TUESDAY, Dec. 5, 2023 (HealthDay News) — Women who have undergone bariatric surgery have lower pregnancy weight gain, according to a study published online Dec. 5 in JAMA Network Open.
Huiling Xu, M.D., from the Karolinska Institutet in Stockholm, and colleagues compared pregnancy weight gain among women with a history of bariatric surgery versus those without in a nationwide, population-based matched cohort study conducted in Sweden. Singleton pregnancies with a history of bariatric surgery were propensity score-matched to pregnancies without such a history (6,388 in each group). Both groups had an early-pregnancy mean body mass index (BMI) of 29.4 kg/m2.

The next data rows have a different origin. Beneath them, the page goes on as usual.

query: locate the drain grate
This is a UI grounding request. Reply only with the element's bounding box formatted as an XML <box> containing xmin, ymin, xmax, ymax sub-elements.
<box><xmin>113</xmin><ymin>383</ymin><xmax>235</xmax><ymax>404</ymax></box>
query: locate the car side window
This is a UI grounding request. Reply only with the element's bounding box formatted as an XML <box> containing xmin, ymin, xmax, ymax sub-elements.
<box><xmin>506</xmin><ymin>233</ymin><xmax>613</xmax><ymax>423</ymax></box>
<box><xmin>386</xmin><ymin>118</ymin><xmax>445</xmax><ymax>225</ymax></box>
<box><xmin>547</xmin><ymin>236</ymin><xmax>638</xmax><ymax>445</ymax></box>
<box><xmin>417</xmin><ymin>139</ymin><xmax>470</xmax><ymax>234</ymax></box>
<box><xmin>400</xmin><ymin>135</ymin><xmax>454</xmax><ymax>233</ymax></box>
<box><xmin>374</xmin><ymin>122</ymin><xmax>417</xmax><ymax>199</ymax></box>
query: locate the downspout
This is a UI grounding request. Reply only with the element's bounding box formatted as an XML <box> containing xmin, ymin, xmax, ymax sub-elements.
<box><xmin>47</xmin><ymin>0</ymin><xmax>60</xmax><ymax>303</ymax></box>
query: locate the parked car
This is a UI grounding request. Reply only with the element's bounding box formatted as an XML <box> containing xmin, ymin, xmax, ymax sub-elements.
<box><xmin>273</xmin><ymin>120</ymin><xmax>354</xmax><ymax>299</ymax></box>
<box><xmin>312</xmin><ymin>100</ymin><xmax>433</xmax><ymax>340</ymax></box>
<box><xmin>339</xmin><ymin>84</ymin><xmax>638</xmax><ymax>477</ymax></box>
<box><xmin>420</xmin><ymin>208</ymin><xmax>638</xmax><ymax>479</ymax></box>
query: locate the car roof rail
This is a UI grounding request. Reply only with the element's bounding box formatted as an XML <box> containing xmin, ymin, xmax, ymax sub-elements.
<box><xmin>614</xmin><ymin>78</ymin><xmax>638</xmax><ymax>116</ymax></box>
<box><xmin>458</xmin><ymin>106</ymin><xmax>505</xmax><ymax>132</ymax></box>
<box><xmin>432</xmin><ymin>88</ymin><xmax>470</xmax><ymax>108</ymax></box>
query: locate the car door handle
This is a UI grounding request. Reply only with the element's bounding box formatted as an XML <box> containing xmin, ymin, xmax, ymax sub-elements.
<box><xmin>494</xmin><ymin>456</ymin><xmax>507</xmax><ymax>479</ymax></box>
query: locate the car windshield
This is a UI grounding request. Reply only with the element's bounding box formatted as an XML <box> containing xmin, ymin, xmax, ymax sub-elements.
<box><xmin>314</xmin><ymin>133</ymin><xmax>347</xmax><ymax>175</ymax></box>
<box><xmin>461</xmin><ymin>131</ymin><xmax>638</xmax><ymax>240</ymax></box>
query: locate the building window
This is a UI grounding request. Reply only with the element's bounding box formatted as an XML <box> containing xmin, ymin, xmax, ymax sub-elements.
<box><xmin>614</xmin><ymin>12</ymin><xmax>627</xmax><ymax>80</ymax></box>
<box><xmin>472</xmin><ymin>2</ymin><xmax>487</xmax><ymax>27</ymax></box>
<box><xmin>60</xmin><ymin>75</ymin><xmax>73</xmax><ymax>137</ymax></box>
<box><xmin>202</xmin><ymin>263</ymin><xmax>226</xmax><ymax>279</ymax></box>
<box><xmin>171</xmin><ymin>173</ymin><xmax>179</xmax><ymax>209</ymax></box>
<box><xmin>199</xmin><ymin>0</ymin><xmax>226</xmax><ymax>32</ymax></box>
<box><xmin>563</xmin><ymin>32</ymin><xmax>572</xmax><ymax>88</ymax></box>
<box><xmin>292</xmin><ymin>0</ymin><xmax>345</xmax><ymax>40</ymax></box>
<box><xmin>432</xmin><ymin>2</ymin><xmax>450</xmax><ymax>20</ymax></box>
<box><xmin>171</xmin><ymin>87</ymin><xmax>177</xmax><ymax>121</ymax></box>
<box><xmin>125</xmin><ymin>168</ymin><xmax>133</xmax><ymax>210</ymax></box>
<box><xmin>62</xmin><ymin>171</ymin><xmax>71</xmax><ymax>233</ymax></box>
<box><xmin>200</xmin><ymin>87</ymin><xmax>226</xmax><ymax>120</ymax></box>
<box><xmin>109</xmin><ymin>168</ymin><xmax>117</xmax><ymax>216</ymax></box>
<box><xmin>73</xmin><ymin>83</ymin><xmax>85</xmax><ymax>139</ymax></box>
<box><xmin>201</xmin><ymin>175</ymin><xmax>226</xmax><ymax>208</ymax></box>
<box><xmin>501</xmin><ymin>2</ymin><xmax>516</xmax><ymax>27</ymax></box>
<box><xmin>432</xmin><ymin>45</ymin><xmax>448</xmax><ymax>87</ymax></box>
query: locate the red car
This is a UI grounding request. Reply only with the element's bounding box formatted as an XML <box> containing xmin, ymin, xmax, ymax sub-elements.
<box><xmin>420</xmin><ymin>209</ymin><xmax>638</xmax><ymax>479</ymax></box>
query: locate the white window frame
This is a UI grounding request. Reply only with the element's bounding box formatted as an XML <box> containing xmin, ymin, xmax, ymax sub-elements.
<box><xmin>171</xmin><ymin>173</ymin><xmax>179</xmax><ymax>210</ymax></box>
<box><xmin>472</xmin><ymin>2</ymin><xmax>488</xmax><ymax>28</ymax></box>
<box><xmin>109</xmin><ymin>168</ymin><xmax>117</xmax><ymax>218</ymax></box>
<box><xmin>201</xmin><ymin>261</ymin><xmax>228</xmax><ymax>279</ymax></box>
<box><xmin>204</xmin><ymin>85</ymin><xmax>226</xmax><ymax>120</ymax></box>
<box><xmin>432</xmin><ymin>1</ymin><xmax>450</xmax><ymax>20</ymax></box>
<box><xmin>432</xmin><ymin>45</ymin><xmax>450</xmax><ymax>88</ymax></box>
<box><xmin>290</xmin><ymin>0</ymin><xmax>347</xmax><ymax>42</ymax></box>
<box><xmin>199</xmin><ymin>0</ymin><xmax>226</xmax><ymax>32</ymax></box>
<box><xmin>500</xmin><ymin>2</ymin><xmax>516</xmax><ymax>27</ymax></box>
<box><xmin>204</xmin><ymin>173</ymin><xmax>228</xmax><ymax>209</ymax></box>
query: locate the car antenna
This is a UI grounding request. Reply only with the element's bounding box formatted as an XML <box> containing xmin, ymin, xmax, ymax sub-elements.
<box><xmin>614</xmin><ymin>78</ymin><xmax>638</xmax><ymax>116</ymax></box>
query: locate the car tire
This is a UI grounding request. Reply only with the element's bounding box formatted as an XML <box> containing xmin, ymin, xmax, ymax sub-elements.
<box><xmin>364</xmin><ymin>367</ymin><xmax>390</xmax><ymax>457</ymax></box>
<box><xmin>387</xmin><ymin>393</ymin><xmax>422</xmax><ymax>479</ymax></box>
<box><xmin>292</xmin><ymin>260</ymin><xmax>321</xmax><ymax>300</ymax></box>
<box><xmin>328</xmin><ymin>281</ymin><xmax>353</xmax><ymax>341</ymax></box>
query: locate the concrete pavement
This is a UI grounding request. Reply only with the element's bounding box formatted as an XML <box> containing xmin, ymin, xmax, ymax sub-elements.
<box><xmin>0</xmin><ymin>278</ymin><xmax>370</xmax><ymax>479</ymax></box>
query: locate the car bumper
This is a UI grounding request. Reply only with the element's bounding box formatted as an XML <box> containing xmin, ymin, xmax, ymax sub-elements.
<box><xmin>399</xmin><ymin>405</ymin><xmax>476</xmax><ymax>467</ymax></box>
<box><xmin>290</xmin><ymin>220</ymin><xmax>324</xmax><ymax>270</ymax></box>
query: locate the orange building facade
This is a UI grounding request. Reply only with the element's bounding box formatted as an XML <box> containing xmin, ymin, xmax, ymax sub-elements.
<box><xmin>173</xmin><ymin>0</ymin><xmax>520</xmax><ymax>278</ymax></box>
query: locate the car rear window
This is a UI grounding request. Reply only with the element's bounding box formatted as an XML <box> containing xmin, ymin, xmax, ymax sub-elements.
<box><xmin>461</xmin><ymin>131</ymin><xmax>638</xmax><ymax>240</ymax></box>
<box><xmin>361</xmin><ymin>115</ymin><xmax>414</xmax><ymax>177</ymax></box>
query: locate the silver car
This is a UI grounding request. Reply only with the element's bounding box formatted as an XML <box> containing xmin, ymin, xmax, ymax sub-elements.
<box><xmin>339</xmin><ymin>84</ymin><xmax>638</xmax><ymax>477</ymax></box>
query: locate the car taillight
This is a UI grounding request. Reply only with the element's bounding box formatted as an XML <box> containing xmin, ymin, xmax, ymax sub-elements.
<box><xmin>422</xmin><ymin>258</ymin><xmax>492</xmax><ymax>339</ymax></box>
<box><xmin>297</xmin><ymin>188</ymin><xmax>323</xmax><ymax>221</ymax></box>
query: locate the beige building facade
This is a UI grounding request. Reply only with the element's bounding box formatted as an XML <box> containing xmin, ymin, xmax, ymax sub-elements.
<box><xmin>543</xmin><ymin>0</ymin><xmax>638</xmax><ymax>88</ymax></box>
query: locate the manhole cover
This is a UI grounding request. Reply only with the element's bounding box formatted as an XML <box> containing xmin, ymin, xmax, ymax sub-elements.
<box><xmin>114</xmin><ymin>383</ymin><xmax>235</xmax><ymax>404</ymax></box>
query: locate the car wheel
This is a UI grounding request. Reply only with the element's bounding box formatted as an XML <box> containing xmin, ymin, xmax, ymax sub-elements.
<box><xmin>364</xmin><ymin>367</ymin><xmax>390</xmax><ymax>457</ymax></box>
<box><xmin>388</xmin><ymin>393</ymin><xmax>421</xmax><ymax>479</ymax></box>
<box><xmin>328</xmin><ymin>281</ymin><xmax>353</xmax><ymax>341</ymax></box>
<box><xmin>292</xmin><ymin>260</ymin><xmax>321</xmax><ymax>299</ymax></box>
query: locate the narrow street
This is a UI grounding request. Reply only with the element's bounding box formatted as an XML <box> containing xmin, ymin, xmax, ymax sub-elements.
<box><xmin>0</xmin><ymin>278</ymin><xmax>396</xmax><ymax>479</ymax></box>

The researchers found that women with a history of bariatric surgery had lower pregnancy weight gain than matched controls across all early-pregnancy BMI strata. Between the two groups, the differences in pregnancy weight gain z score values were −0.33, −0.33, −0.21, −0.16, and −0.08 for normal weight, overweight, obese class I, obese class II, and obese class III, respectively. There was no difference seen in pregnancy weight gain by surgical procedure. Lower pregnancy weight gain was seen with a short surgery-to-conception interval (especially within one year) and with lower surgery-to-conception weight loss.
“Pregnancy weight gain is lower in women with a history of bariatric surgery compared with those without, particularly when the surgery-to-conception interval is shorter,” the authors write.
Two authors disclosed ties to the pharmaceutical industry.